Burr, Van Hollen Introduce Bipartisan Bill to Improve Child Care Protection
Today, Senators Richard Burr (R-NC) and Chris Van Hollen (D-MD) introduced the Child Care Protection Improvement Act. This bipartisan legislation would create a task force to assist states in the process of implementing background check requirements for child care workers.
“Protecting our children’s safety has always been, and will always be, a top priority for me,” said Senator Burr. “This commonsense legislation will help states meet the standards for implementing these practical requirements in a timely manner to give working parents a peace of mind and better safeguard our children.”
“As we work to make sure childcare is affordable for families in Maryland and across the country, we must have a better system that maximizes safety and provides parents peace of mind about who is watching their children,” said Senator Van Hollen. “But far too many states have been slow to implement the criminal background check requirements, including interstate checks, that are already in place under the law. We need to change that. This bipartisan legislation will help states make the improvements necessary to ensure a high-quality childcare workforce and a safe environment for every child.
When the Child Care and Development Block Grant (CCDBG) program was reauthorized in 2014, Senator Burr championed the inclusion of criminal background check requirements for child care workers hired by providers who receive federal funding under the CCDBG program. Currently, the CCDBG program is the primary source of federal funding for child care assistance.

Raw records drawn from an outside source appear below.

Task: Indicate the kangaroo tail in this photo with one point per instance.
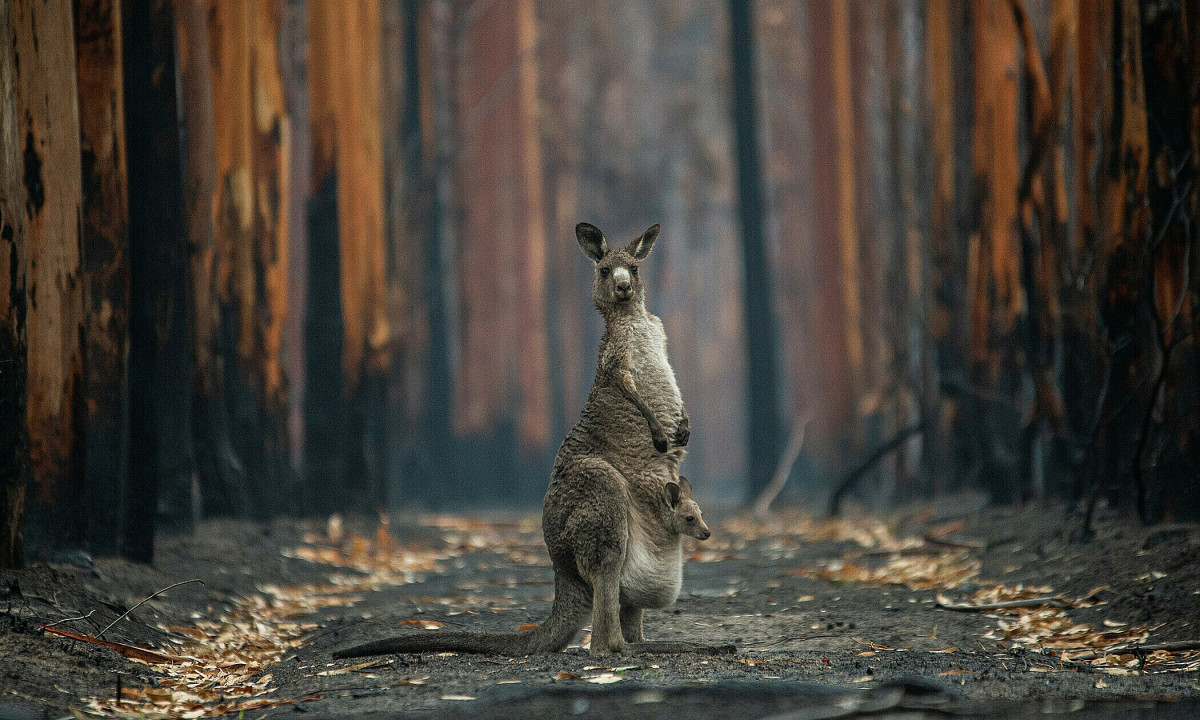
(573, 605)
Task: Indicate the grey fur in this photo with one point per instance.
(617, 508)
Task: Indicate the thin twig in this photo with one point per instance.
(71, 619)
(1181, 646)
(852, 477)
(762, 505)
(1007, 604)
(101, 634)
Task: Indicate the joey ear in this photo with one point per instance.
(592, 241)
(672, 495)
(641, 245)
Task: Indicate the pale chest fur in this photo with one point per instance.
(653, 570)
(646, 346)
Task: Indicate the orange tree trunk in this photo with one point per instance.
(347, 335)
(838, 327)
(994, 277)
(106, 251)
(48, 125)
(270, 138)
(13, 273)
(1125, 226)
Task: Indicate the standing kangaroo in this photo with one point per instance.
(616, 508)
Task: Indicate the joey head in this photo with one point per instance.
(685, 517)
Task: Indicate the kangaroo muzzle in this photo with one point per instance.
(623, 283)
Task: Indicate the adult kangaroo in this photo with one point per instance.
(610, 515)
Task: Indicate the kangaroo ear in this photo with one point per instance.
(641, 246)
(592, 241)
(672, 495)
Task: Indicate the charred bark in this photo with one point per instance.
(106, 255)
(160, 475)
(762, 379)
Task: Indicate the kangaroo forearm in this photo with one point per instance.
(624, 382)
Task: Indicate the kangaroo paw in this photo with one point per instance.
(670, 647)
(683, 432)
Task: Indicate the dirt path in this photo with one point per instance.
(843, 615)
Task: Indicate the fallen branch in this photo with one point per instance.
(70, 619)
(954, 544)
(1006, 605)
(762, 505)
(131, 652)
(1181, 646)
(108, 627)
(867, 465)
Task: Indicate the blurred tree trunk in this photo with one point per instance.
(916, 384)
(160, 477)
(1044, 217)
(1167, 475)
(294, 70)
(1085, 355)
(13, 313)
(561, 54)
(882, 381)
(233, 222)
(420, 367)
(994, 269)
(835, 430)
(219, 469)
(943, 23)
(49, 124)
(106, 255)
(1126, 309)
(762, 379)
(785, 51)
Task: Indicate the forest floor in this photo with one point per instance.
(832, 618)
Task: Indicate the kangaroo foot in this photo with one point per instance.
(667, 647)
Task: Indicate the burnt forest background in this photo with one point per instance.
(303, 257)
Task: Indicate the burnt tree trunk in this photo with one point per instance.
(160, 475)
(13, 334)
(220, 472)
(48, 121)
(106, 253)
(762, 378)
(993, 273)
(347, 333)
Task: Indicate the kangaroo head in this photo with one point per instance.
(684, 514)
(616, 282)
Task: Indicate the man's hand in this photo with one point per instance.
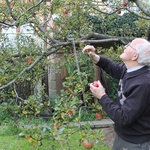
(99, 91)
(91, 52)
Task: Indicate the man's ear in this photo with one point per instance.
(135, 57)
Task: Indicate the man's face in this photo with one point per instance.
(129, 53)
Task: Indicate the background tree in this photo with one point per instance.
(61, 27)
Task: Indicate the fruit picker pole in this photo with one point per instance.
(78, 66)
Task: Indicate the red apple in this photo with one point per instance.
(119, 12)
(124, 3)
(30, 61)
(95, 83)
(87, 144)
(65, 11)
(98, 116)
(70, 112)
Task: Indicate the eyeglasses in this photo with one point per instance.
(130, 46)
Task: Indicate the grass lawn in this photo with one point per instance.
(18, 143)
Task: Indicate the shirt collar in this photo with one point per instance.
(134, 68)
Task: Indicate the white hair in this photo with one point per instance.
(143, 49)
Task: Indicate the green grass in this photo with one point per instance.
(14, 142)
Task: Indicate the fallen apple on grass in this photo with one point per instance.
(88, 144)
(95, 83)
(124, 3)
(98, 116)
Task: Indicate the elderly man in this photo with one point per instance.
(131, 112)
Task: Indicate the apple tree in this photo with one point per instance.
(61, 27)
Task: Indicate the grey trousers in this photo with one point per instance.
(120, 144)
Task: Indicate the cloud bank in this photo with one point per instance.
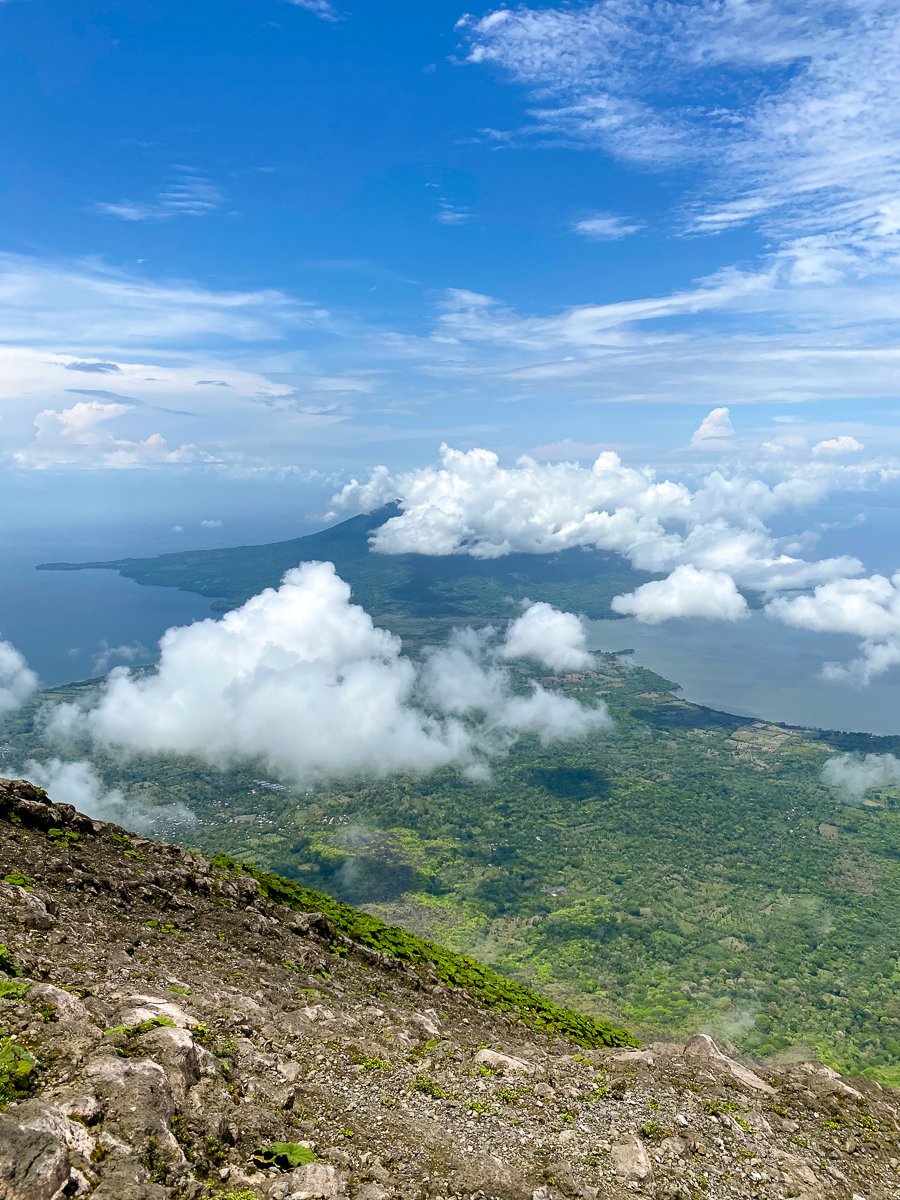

While 35 states qualified for a waiver to implement the background check requirements through September 2019, only two states are in full compliance. The remaining states were either placed on corrective action plans or issued penalty notices. States are required to be in full compliance with the background check requirements by September 30, 2020. Various state laws have created challenges in implementing the requirements, leading to delayed hiring of child care workers, wasted financial resources, and continued child safety risks.
This legislation will better equip states with ways to address these challenges by creating a task force to identify the problems, develop recommendations and best practices, and provide technical assistance to Federal and State agencies as they continue to implement these requirements.